Take a standard deck of cards, with 52 cards, 26 red and 26 black. A run is a maximum contiguous block of cards, which has the same color.
So, (,,,,...,,) has 52 runs. (,,,...,,,,,...,) has 2 runs. What is the expected number of runs, $E_{run}$ in a shuffled deck of cards?
We know that the answer to this question is 27. Source: What is the expected number of runs of same color in a standard deck of cards?
But what if we don't have 26 red and 26 black? So:
Suppose we have $x$ red and $y$ black cards, where $x+y=52.$ Prove or disprove the following:
$E_{run}$ is maximized when $x=y=26$. If not, find the pair $(x,y)$ that maximizes $E_{run}$ and find max($E_{run})$.
My concern for this problem is that $E_{run}$ may become too computationally complex to calculate when $x \neq y$. Does anybody have a general way to find it?
Using the same method in the answer to the question you linked, the expected number of runs is $$ 1 + 51\cdot \frac{2xy}{52\cdot 51} $$ Indeed, for each $n\in \{1,\dots,51\}$, the $n^\text{th}$ card is the end of a run if and only if cards number $n$ and $n+1$ are different colors.
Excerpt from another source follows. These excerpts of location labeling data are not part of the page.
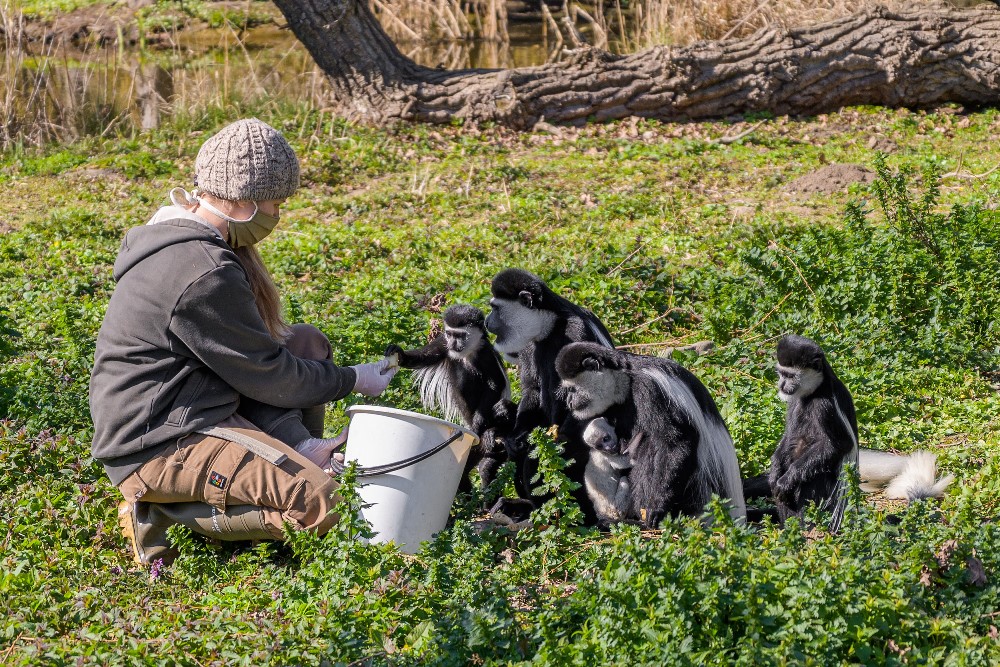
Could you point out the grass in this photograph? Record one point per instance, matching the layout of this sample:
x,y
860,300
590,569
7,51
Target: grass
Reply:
x,y
670,238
The probability that two adjacent cards are different colors is $2xy/(52\cdot 51)$; $x$ choices for the red card, $y$ choices for the black card, and $2$ choices for the order they occur. Furthermore, the last card is always the end of a run. By linearity of expectation, you can add up all of these probabilities (plus one for the last card) to get the expected number of runs.
Now, let $\delta=x-26$, so that $y=52-x=26-\delta$. The above simplies to $$ 1+\frac{(26+\delta)(26-\delta)}{26}=1+\frac{26^2-\delta^2}{26} $$ Clearly, this is maximized when $\delta=0$. This proves that the maximum expected number of runs occurs when $\delta=0$, which means $x=y=26$.